Sizlere bilimsel tartışmalara konu olan glütenin, bizim ailemizde otizmden büyük ölçüde iyileşen oğlumuza nasıl faydalı olduğunu anlatarak hem kendi hayatımızdan hem de son zamanlarda sık sık gündemde olan glüten ile bizim nasıl köşe kapmaca oynadığımızdan bahsedeceğim.

Sanıyorum ‘glüten’ sözcüğünü artık pek çok kişi biliyordur. Bizim ilk tanışmamız ise oğlumuzu tedavi için götürdüğümüz Amerika’da 1998 yılında oldu. O tarihte ‘Ekmek yedirmeyeceksin!’ diyen bir terapiste nasıl hayretle ve  şaşkınlıkla  baktığımızı tahmin etmek hiç zor değil.

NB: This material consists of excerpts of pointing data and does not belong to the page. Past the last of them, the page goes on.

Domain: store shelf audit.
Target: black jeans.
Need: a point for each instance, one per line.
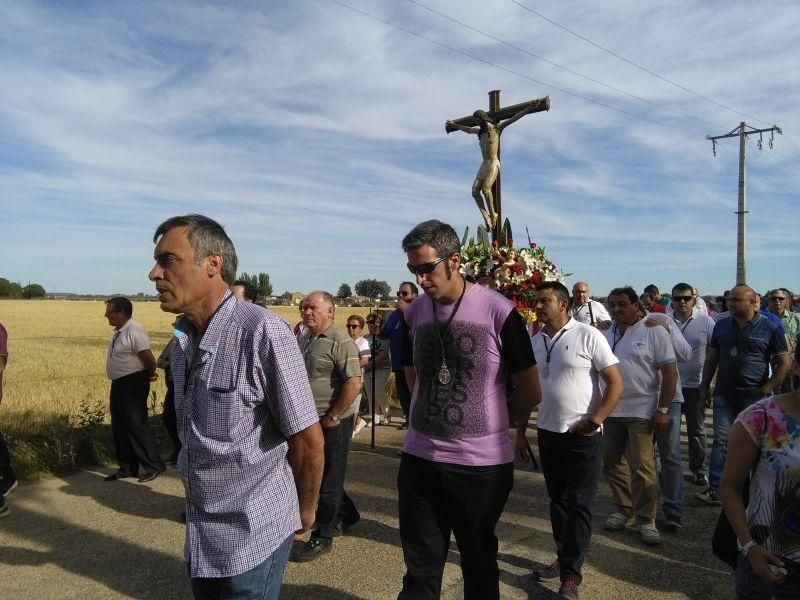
(437, 499)
(133, 440)
(571, 468)
(5, 460)
(403, 393)
(695, 413)
(331, 492)
(170, 418)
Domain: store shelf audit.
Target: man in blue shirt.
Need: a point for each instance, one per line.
(395, 330)
(251, 457)
(742, 347)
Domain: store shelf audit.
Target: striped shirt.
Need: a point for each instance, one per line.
(240, 392)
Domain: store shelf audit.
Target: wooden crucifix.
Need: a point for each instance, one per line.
(488, 126)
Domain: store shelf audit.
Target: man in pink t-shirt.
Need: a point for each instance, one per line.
(7, 479)
(457, 466)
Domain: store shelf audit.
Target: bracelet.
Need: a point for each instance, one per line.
(745, 550)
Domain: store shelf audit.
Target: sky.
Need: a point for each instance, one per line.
(313, 131)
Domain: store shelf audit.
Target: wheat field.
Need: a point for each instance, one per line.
(57, 351)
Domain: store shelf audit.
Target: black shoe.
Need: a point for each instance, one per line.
(145, 477)
(551, 571)
(313, 548)
(7, 483)
(568, 590)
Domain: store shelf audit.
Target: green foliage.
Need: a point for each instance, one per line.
(372, 288)
(9, 289)
(260, 282)
(33, 290)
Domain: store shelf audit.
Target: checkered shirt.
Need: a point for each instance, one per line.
(240, 392)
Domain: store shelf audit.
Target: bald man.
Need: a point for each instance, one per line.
(742, 347)
(585, 310)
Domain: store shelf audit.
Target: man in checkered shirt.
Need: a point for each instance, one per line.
(251, 461)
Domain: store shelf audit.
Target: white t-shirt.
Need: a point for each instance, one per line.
(641, 351)
(697, 331)
(583, 315)
(571, 390)
(122, 358)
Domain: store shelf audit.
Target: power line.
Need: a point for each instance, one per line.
(512, 71)
(630, 62)
(555, 64)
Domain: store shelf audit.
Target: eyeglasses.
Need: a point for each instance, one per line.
(424, 268)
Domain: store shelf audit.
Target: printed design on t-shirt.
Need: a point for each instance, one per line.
(455, 410)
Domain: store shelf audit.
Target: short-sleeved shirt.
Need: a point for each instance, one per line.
(697, 331)
(571, 390)
(464, 421)
(744, 355)
(123, 352)
(776, 479)
(396, 331)
(331, 358)
(641, 351)
(589, 313)
(240, 393)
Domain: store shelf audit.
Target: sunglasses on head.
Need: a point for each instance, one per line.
(424, 268)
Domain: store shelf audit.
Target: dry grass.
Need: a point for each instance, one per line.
(56, 373)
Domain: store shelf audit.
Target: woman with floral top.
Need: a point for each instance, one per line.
(765, 439)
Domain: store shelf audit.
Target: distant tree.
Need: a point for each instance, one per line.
(33, 290)
(344, 291)
(372, 288)
(260, 282)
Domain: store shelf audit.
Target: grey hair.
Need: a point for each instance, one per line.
(439, 236)
(327, 298)
(206, 237)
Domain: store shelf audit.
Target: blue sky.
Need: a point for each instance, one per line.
(315, 134)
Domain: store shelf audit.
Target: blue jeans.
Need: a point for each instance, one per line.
(259, 583)
(670, 475)
(725, 412)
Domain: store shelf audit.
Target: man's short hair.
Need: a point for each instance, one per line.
(410, 284)
(652, 289)
(206, 237)
(682, 286)
(327, 298)
(250, 291)
(559, 289)
(121, 304)
(439, 236)
(628, 291)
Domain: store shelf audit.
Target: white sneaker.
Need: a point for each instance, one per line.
(359, 426)
(616, 522)
(650, 534)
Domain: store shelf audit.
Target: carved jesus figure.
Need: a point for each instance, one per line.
(488, 133)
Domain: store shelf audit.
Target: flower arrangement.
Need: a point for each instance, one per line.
(514, 272)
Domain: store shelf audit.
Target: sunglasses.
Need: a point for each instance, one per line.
(424, 268)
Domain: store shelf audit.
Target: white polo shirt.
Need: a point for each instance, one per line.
(641, 351)
(122, 358)
(571, 390)
(582, 313)
(697, 331)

Pek çok insan bebekliğinde kutsal sayılan anne sütünü içmeyi bıraktığında ekmek ile tanışır. Bizler de böyle büyüdük ve evlatlarımızı da böyle büyüttük. Ekmek de kutsaldır çünkü. Ekmek bizleri besler, doyurur, yaşamamızı sağlar, lezzetlidir, içimizi ısıtır. Sabahları ilk olarak elimizi ekmeğe uzatır, kahvaltıda mis gibi kokan kızarmış ekmekleri yer, yanımıza ekmeğimizi paketler ve sonra da ekmek parası kazanmaya yollara düşeriz. O olmazsa olmazımızdır. Ekmeğin içeriğini araştırmak aklımıza bile gelmez. Hatta buğday, arpa, yulaf ve çavdar ile yapılan ekmeğin ve unlu mamüllerin içeriğinde glüten denen bir yapıştırıcının toparlayıcının olduğunu hiç bilmeyiz. Hele bunun kimi kişilere dokunduğunu, kimilerinin onu hazmedemediğini, bazılarının vücudunun tolere edemediğini ve   hatta çeşitli rahatsızlıklara da yol açtığını ise hiç işitmemiştik. En azından bizler bilmiyorduk. O nedenle terapistimizin,  kaldığımız otele elinde bir kitapla gelerek ‘oğlunuza bazı şeyleri yedirmemelisiniz’ dediğinde şok geçirdik ve hemen  aynı kitaptan sipariş ettik. Yurda döndükten sonra kitabı okuduğumuzda ise adeta tavanlara zıpladık. Hiç yediklerinin oğlumuzun rahatsızlığına zemin hazırladığını düşünemezdik. Bir anda bundan sonra bu hayatta böyle bir diyet ile nasıl yaşayabileceğini düşünmeye başladık. Glüten içeren gıdalar yememesi gerekiyordu çünkü. Oğlumun tanı almasında önemli rol oynayan anneme telefon ederek bu garip durumdan bahsettim ve onun haklı itirazıyla karşılaştım “hiç öyle şey olur mu ?”dedi bana ve hemen mantıklı olmam gerektiğini söyledi, demek ki araştırmacı kişiliğine rağmen o da böyle bir şey işitmemiş ve okumamıştı. Tam ne yapacağımızı, bu ilginç durumdan nasıl çıkacağımızı düşünürken, akşam haberlerinde İstanbul Halk Ekmek Fabrikasının ‘Glütensiz Ekmek’ üretimine başladığını duyduk. Alternatif bir ekmek üretildiği için çok sevindik ve ilaveten annemin de gözünde temize çıkmanın olumlu hissini yaşadık. Torununa olan sevgisinden onu incitecek bir şeyi asla yapamazdık. O zaman ne meşakkatli bir sürece girdiğimizin farkında değildik… Sizlere gelecek bölümlerde bu konuda ailece yaşadıklarımızdan ve çabalarımızdan bahsedeceğim…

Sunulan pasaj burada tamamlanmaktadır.